Vitreoretinal procedures grew 6-fold from 2000 to 2014. Intravitreal injections were the primary driver of growth. A total of 2922 injections were performed in 2000, compared with 2 619 950 injections in 2014 (P < 0.01). Scleral buckling declined from 6502 procedures in 2000 to 1260 procedures in 2014 (P < 0.01), whereas vitrectomy use for retinal detachment increased from 13 814 surgeries in 2008 to 19 288 surgeries in 2014 (P < 0.01). Focal laser treatments declined from 188 351 procedures in 2002 to 83 379 procedures in 2014 (P < 0.01). Panretinal photocoagulation treatments declined from 109 840 procedures in 2004 to 81 005 procedures in 2014 (P < 0.01).
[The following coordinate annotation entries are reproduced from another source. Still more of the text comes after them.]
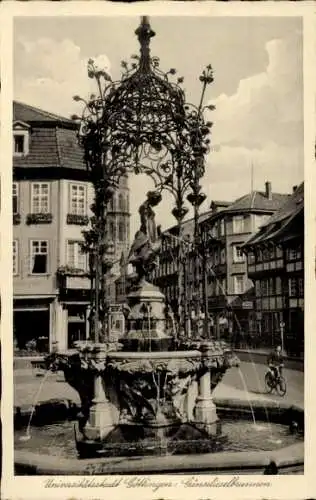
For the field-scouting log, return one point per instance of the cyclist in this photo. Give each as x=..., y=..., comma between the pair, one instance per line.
x=276, y=362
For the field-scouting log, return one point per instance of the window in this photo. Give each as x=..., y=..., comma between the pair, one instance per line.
x=20, y=143
x=40, y=198
x=222, y=286
x=264, y=287
x=251, y=258
x=293, y=287
x=294, y=253
x=278, y=286
x=239, y=285
x=121, y=231
x=222, y=227
x=15, y=198
x=237, y=255
x=223, y=256
x=75, y=256
x=301, y=287
x=121, y=202
x=238, y=224
x=78, y=199
x=39, y=256
x=15, y=257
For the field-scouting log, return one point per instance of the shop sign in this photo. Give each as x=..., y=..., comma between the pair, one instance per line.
x=247, y=305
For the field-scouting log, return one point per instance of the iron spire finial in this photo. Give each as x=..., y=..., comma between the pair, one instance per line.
x=144, y=34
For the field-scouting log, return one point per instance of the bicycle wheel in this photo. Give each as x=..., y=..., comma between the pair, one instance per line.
x=281, y=386
x=268, y=382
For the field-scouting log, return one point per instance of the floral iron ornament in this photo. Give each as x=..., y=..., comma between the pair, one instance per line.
x=142, y=124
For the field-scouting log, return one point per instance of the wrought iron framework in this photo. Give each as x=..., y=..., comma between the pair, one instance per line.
x=142, y=124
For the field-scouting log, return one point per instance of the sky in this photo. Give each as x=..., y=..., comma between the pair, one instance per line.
x=257, y=89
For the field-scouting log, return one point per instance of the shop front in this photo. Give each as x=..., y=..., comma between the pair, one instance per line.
x=31, y=326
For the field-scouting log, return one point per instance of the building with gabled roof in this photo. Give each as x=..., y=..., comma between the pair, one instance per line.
x=275, y=258
x=52, y=196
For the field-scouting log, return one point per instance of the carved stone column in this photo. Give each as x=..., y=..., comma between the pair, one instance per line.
x=205, y=416
x=102, y=413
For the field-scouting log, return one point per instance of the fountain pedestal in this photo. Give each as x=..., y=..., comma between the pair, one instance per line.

Vitreoretinal practice patterns changed significantly from 2000 to 2014. Intravitreal injections increased by 89 563%. Intravitreal injections accounted for 0.55% of all vitreoretinal procedures in 2000 and increased to 87% in 2014. Scleral buckling sharply declined, and preference for retinal detachment repair shifted further toward vitrectomy with a distribution of 83% vitrectomy, 5% scleral buckling, and 12% pneumatic retinopexy in 2014. Use of laser photocoagulation significantly declined for treatment of macular edema and proliferative retinopathy. Cryotherapy procedures declined across all indications.
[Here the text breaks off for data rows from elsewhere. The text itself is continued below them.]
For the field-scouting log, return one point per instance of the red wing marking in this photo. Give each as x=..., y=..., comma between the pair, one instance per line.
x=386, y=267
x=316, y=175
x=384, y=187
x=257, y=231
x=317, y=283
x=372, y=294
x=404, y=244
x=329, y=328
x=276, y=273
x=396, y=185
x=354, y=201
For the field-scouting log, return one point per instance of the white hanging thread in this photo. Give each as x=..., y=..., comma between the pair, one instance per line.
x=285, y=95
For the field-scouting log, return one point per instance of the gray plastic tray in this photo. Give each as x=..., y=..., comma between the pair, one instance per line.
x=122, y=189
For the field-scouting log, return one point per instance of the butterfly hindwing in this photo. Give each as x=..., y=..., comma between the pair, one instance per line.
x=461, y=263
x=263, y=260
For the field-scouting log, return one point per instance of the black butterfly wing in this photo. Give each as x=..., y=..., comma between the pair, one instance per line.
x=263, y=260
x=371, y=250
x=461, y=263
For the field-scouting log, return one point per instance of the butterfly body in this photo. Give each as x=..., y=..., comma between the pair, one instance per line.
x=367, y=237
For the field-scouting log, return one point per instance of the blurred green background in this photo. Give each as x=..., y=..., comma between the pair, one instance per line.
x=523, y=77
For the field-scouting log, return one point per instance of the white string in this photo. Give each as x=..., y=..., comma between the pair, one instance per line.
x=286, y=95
本研究旨在通过使用美国医疗保险 B 部分按服务收费(FFS)受益人和其提供者的数据来衡量允许服务的数量,以确定玻璃体视网膜手术的使用变化,以分析玻璃体视网膜手术的趋势,这些趋势可能表明治疗标准和开发治疗方法的重要性。
使用 2000 年至 2014 年的医疗保险 B 部分国家汇总数据文件,确定玻璃体视网膜手术和常用药物的允许服务数量。进行线性回归分析以确定使用趋势。
分析玻璃体视网膜手术的趋势,这些趋势可能表明治疗标准和开发治疗方法的重要性。
玻璃体视网膜手术从 2000 年到 2014 年增长了 6 倍。玻璃体内注射是增长的主要驱动因素。2000 年进行了 2922 次注射,而 2014 年进行了 2619950 次注射(P<0.01)。巩膜扣带术从 2000 年的 6502 例下降到 2014 年的 1260 例(P<0.01),而视网膜脱离的玻璃体切除术从 2008 年的 13814 例增加到 2014 年的 19288 例(P<0.01)。2002 年,焦点激光治疗从 188351 例下降到 2014 年的 83379 例(P<0.01)。2004 年,全视网膜光凝术从 109840 例下降到 2014 年的 81005 例(P<0.01)。
2000 年至 2014 年间,玻璃体视网膜手术的治疗模式发生了重大变化。玻璃体内注射增加了 89563%。玻璃体内注射在 2000 年占所有玻璃体视网膜手术的 0.55%,到 2014 年增加到 87%。巩膜扣带术急剧下降,视网膜脱离修复的偏好进一步偏向玻璃体切除术,2014 年玻璃体切除术的分布为 83%,巩膜扣带术为 5%,气动视网膜复位术为 12%。黄斑水肿和增殖性视网膜病变的激光光凝治疗使用率显著下降。冷冻疗法在所有适应症中的使用均下降。